I work on the campus of a church dedicated to Mark, St. Mark’s Episcopal Cathedral in Seattle. It is one of the most bizarre liturgical spaces in the Episcopal church. Bunker-like and spare, the unfinished concrete walls soar into the sky, framing tall arched windows, the panes catching hints of greens, pinks, and oranges, like scales of a fish. High above, enormous wooden beams give the sense of a rustic pub built for giants, great iron chandeliers tumbling down throughout. The pipes of the massive bat-like Flentrop organ in the back are beautifully finished in desert oranges and reds. You half expect them to be made of oxidized copper, hints of turquoise hidden inside. At the front of the space stands a great iron screen filled with panes of frosted glass and topped with an abstracted rose window refracting natural light into rainbows of blues and golds that pour down onto the altar, a massive plain square table.
When I stand in this magnificent and strange space I am struck by its architectural theology. Like Mark’s Gospel accounts of Jesus’ miracles it humbles us in it’s scale, it’s great concrete surfaces both raw and powerful, miracles of the hands of contractors and carpenters, make us feel small and insignificant. They call us out of our overeducation and self-obsession, over and over again, “Do you not understand?” Let he who has eyes see the water overflowing from the clay baptismal font, bucket after bucket entering its already full depths and splashing out onto the concrete floor. Let she who has a nose smell the balsam scented cups of olive oil poured over the newly baptized’s head, lingering around them like the precious oils poured over Jesus. Abundant, naked, messy, sacred. Mark’s Jesus calls on all our senses to listen, to see, to perceive the kingdom at hand, the Christ in our presence.
A few weeks ago I had the privilege of attending the Hispanicize social media conference in Miami, FL. One of the first workshops I attended was Scent Marketing. It wasn’t just about hotel lobbies or perfume samples in magazines. It was about calming lavender in beauty shops, invigorating peppermint in boardrooms preposterously overabundant cinnamon wafting down from Cinabon. As a sense that entirely bypasses the rational mind when it is being processed, scent is a powerful and potentially dangerous subconscious means of conveying a message.

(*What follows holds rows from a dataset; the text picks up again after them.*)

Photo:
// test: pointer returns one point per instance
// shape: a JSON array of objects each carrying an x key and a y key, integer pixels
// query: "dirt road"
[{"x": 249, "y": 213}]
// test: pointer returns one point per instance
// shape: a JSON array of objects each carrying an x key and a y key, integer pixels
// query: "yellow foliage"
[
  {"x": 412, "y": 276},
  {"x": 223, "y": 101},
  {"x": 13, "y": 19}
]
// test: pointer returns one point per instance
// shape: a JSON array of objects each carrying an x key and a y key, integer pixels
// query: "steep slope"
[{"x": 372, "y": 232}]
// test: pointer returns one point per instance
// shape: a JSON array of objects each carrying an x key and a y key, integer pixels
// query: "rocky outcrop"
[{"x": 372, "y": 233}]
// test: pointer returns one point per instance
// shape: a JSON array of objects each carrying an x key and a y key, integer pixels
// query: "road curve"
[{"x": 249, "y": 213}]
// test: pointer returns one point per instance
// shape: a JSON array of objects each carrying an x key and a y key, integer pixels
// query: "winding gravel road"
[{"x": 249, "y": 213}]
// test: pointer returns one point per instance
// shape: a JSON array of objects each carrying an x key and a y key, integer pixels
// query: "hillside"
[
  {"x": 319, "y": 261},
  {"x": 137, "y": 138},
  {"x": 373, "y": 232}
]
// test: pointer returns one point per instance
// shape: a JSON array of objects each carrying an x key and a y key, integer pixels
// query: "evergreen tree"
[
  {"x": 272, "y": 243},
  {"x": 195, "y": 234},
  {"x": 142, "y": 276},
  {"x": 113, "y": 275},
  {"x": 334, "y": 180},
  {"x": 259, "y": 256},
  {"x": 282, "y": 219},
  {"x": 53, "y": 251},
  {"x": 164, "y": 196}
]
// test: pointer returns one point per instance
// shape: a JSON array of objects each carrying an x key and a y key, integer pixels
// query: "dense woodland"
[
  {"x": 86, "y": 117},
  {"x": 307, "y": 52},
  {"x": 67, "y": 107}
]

Every piece of our surroundings has the potential to impact us, to bring Good and life-giving news. If we believe the creation story and the Gospels, we must perhaps believe that this world we live in has one overriding message and that message is carried in all of its visuals, its sounds, and its scents, there is but one God and that God calls us to love. That is God’s message, and Jesus reveals this world as God’s medium for sharing that message.

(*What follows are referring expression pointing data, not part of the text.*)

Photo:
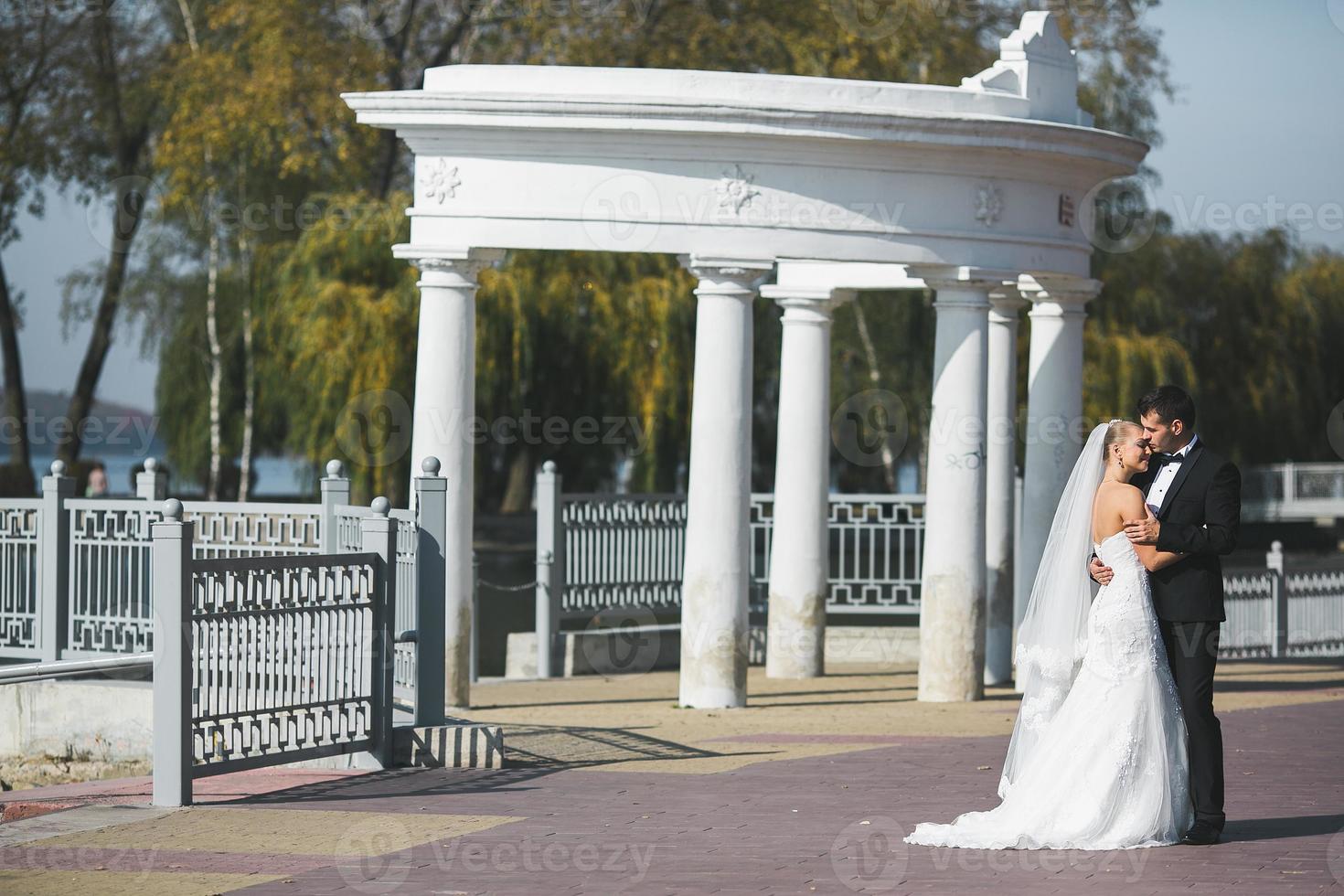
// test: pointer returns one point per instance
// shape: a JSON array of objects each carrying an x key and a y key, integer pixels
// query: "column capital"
[
  {"x": 1060, "y": 293},
  {"x": 1006, "y": 301},
  {"x": 448, "y": 265},
  {"x": 806, "y": 304},
  {"x": 968, "y": 277},
  {"x": 726, "y": 275}
]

Having seen, having heard and understood, we are called to help others hear and see this reality. Isn’t this the point of the sending we hear about today, the point of the gifts the spirit brings? The demons aren’t cast out for drama and entertainment. The tongues aren’t spoken to confuse. The snakes and poison aren’t vain displays of power. These acts are revelations, pulling back the illusions of our ideas to reveal the true wisdom and goodness of God’s world.
This is our evangelism.
There is a generation out there to whom many of our traditions are foreign, our stories obscure. They are those who see and hear still do not understand, they enter our churches and are lost in our symbols. And as the late Roger Ebert said, “If you have to ask what it symbolizes, it didn’t.” Our role as Christians has always been to rend the temple curtain that separates people from encountering the living God, to remove the symbol that no longer reveals but instead hides, to get the stuff out of the way so that we can encounter the Good News already present in ourselves, each other, and our God.

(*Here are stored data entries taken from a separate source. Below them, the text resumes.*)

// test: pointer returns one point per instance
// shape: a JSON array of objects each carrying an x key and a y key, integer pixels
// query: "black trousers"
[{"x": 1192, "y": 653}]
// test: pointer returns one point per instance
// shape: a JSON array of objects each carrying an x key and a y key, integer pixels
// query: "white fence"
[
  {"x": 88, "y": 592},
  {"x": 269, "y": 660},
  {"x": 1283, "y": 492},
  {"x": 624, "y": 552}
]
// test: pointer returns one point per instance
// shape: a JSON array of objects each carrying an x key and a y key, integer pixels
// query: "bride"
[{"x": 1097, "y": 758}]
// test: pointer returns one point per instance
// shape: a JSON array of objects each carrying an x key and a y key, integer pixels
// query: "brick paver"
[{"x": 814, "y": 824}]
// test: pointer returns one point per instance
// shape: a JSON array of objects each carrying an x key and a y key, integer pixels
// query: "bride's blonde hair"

We remember Mark and we hear the call to which he was responding. He is of course the first in our canon to respond in the medium of written word to telling the story of Jesus. We live in an age of invention of new mediums and rediscovery of old mediums, how will we respond to the call in and through them to facilitate an encounter with Christ and to reveal an ongoing encounter as what it is? How will we take the Eucharistic table, this wooden invitation to eat, to be filled, cared for, to belong, out into the world through the tools available to us? The words are not yet invented, the symbols of our mediums are in formation, how will we help others see God revealed in the walls and windows of Facebook, the flows of Vine and Twitter, the virtual fragrances of a Pinterest cooking board? God is already there just as he is already in our churches, and Mark challenges us to be complicit in Christ’s work of revelation, so that he who has eyes may se, she who has ears may hear and we may all more fully understand.